Warum schieben wir Aufgaben auf?
Hinter der Aufschieberitis - wissenschaftlich Prokrastination - stecken oft ganz konkrete Ursachen. Manche Frauen oder Männer haben Angst vor Fehlern und denken: „Was, wenn die E-Rechnung falsch ist?“ Andere zögern, weil ihnen Wissen fehlt: „Ich weiß nicht genau, wie Künstliche Intelligenz funkuntioniert, dann nutze ich sie lieber nicht.“ Viele erleben auch Überforderung, wenn zu viele Aufgaben gleichzeitig auf sie einprasseln. Oder sie blockieren sich mit ihrem Perfektionismus: „Das muss perfekt sein, das dauert und jetzt habe ich dafür keine Zeit.“
Was ist dein Bremsklotz?
Finde deine persönliche Ursache. Setze genau da an, um Schritt für Schritt ins Tun zu kommen. Starte mit kleinen Mikro-Aufgaben, die zwei bis fünf Minuten dauern. Dann kannst du sie sofort anfangen. Der Schwung kommt jetzt von selbst.
Probiere es heute aus!
- Schreib drei kleine Aufgaben auf, die du immer aufschiebst. Jede auf einen einzelnen Zettel oder Post-IT. Je kleiner, desto besser.

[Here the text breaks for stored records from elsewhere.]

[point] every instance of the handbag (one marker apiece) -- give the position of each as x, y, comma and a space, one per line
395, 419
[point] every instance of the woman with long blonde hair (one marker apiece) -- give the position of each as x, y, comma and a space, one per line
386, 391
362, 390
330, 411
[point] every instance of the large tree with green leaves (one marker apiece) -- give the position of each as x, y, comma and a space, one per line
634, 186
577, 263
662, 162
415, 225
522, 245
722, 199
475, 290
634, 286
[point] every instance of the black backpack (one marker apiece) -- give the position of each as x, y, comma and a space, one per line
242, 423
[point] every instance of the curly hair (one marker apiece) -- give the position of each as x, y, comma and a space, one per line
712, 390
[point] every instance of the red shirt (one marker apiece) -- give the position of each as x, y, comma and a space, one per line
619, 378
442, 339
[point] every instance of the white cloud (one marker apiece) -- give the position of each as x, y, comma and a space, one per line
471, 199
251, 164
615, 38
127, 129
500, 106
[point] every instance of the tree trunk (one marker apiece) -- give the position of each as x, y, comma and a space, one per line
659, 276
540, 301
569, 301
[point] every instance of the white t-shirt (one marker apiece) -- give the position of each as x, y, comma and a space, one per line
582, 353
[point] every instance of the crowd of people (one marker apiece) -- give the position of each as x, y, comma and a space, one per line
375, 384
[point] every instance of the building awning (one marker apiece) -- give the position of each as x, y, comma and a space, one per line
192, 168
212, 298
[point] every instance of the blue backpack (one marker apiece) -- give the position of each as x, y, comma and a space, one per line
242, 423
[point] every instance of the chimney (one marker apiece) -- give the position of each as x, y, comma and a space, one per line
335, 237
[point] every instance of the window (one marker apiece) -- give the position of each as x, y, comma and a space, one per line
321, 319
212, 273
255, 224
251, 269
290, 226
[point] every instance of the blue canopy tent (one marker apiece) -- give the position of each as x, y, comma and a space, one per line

Beispiele: Termin zur Vorsorgeuntersuchung absprechen. Butler mit Stiften auf dem Schreibtisch sortieren. Tierarzt anrufen. - Leg sie in ein schönes Glas oder eine dekorative Schachtel.
- Zieh jeden Morgen einen Zettel und erledige die Aufgabe sofort.
- Belohne dich danach mit einer Tasse Kaffee, einer kurzen Pause oder ...
Wenn du morgens schon eine Aufgabe geschafft hast, gibt das Erfolgserlebnis dir Power für den ganzen Tag.
Füttere dein Glas immer wieder mit neuen kleinen Aufgaben. So kommst du Tag für Tag ins Tun, bleibst bei wichtigen Themen dran und spürst, wie dein Alltag Schritt für Schritt leichter wird.